Так, М. С. Альтман в статье «Блудная дочь (Пушкин и Достоевский)», впервые опубликованной в 1932 году, указывает на противоположность немецко-евангельского варианта истории о блудном сыне (имеются в виду картинки в комнате Самсона Вырина с приличными немецкими подписями под ними) и истории русской блудной дочери Дуни[1190]
. Он утверждает, что отцовское восприятие этой истории ограниченно и далеко не тождественно авторскому. Нам неизвестно, был ли Платонов знаком с упомянутой статьей, но, в любом случае, различные смысловые уровни пушкинского текста продолжают взаимодействовать в его произведениях.Определяя в статье «Пушкин — наш товарищ» (1937) важнейшее свойство пушкинского гения как универсальность, позволяющую поэту запечатлеть действительность во всей ее сложности, в равновесии конфликтующих сил и тем самым избежать односторонности, Платонов достигает этой универсальности в собственной модификации литературного сюжета, который в силу этого далеко не сводится к иллюстрации федоровской идеи «отцелюбия».

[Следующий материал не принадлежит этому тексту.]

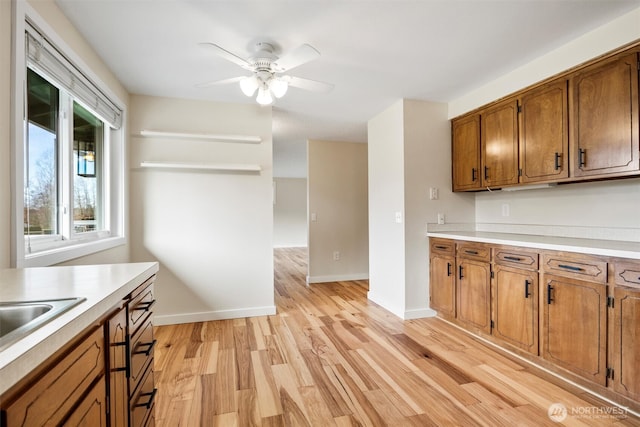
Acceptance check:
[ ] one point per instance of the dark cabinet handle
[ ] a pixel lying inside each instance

В наиболее развернутом виде сюжет о блудной дочери представлен в «Техническом романе» (датируется примерно 1932 годом). Обращает на себя внимание целый ряд деталей платоновского текста, отсылающих к повести «Станционный смотритель». В первую очередь, это набор персонажей и сюжетно-фабульных схем: вдовый старик-отец, единственное утешение которого составляет дочь — молодая красивая девушка Лида — и буквально первый встречный юноша Душин, с которым девица уходит из дома.
Деталь портретной характеристики отца — «старик с мешком в руках, похожий на дьявола»[1191]
, — отсылает одновременно к экспозиции пушкинской повести («Кто не почитает их извергами человеческого рода?..»[1192]) и к сюжету одной из картинок в доме Самсона Вырина: «Почтенный старик в колпаке и шлафроке отпускает беспокойного юношу, который поспешно принимает его благословение и мешок с деньгами»[1193]. У Платонова отец накануне ухода дочери из дома приносит ей мешок с объедками. Мешок, как и рубище, в которое одет изображенный в пушкинской повести на последней картинке возвратившийся блудный сын, становятся значимыми атрибутами платоновского сюжета о блудной дочери.Пушкинские аллюзии обнаруживают себя и в описании родительского дома, находящегося при дороге: возникают такие детали, как цветок на подоконнике, «кривые бревна, уложенные туда не позднее середины девятнадцатого века»[1194]
. При этом «ветхость и небрежение»[1195], воцарившиеся в доме Самсона Вырина только после ухода Дуни, изначально присущи отчему дому Лиды, что символизирует неотвратимость ее ухода.Если в пушкинской повести побег девушки из родительского дома является следствием ее роковой встречи с будущим возлюбленным, то у Платонова это результат «мертвого мирового закона»[1196]
, которому героиня подчинена в силу своей принадлежности к женскому полу, «как смирная раба природы»[1197]. Знаменательно при этом, что платоновская героиня сама становится инициатором близости с Душиным и ухода из дома. Эта деталь стоит в одном ряду с переодеванием Лиды в мужские брюки на вечере танцев и явно репрезентирует советскую гендерную модель 1920-х годов, включающую в себя маскулинизацию женщины. Крайне негативное отношение писателя к этому явлению выразилось в следующей фразе: «От вида жены, смеющейся среди такой глупости и притом обтянутой в штаны, пропахшие неизвестным мужчиной, у Душина вначале жалобно завопило сердце»[1198].В своем развитии сюжет о блудной дочери проходит в «Техническом романе» четыре стадии: уход из родительского дома, блуждание, кризис и возвращение, что в целом отражает логику развития евангельского сюжета-архетипа. На второй стадии в повествование включается мотивный комплекс «танец — измена — наряды — украшения — маскарад», в дальнейшем обнаруживающий метанарративное значение. В тексте даны четыре сцены, в которых создается образ танцующей героини: выпускной вечер в Институте, два вечера у Стронкиных и танец Лиды в новом шелковом платье накануне ухода от мужа. Будучи семиотическим выражением половой любви, мотив танца приобретает отрицательную коннотацию: «Лида танцевала без отдыха, потея от движения, теряя сознание в чуждых, очередных объятиях, в напряженной суете торжествующих звуков мелодии, в бессмысленности своего бьющегося сердца»[1199]
. В нарративной структуре произведения танец соседствует с описанием застолья, возлияний и ожесточенного, отчаянного веселья героини.